Regular exercise is also highly recommended. Of course, the type of exercise you do will be affected by your symptoms and the condition. Some of the most commonly suggested options include tai chi and yoga. They are stationary and can help to improve the core strength and balance. Opt for yoga designed for those with MS, where you use more supportive structures; Pilates can be an excellent alternative.

Music therapy and other complementary sciences are also highly recommended. They can help deal with the mental health side effects of the condition. Some patients will go through hypnotherapy or even seek out massage therapists. Meditation or acupuncture can also be highly beneficial.

If you choose to make any changes to your lifestyle or your diet, make sure you talk to your doctor. This is the person who will help support your overall health and make sure your avoid anything that could cause injury due to your symptoms.

Living with Multiple Sclerosis

While MS can be a devastating diagnosis, it is something you can live with. Patients around the world are managing it.

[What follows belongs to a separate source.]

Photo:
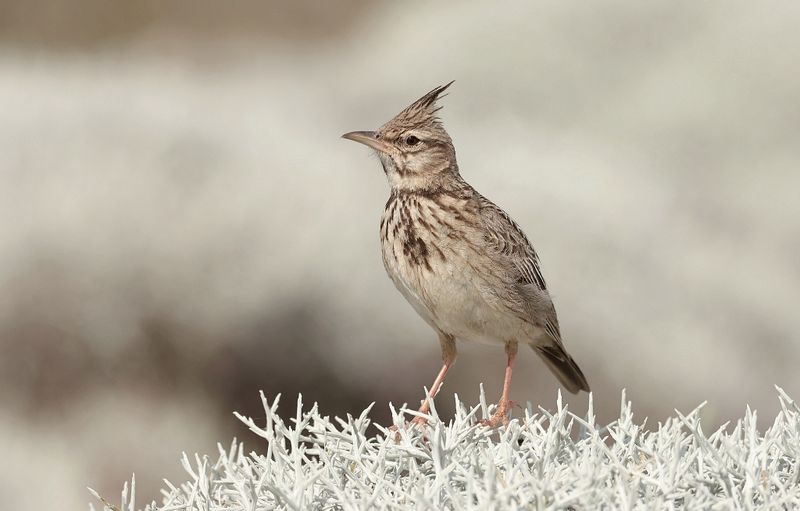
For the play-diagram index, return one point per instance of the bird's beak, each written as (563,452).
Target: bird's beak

While some will need support and a carer, there are plenty of others who continue to remain self-managing. This is a disease that can lead to being registered disabled, but it doesn’t have to completely overshadow your life.

Consider your diet and take on the advice from doctors. Support groups can help you manage your symptoms and improve your lifestyle to help encourage more remission periods. The main thing to do is be flexible with your life. Talk to your doctor about the right medication for both your condition and you personally.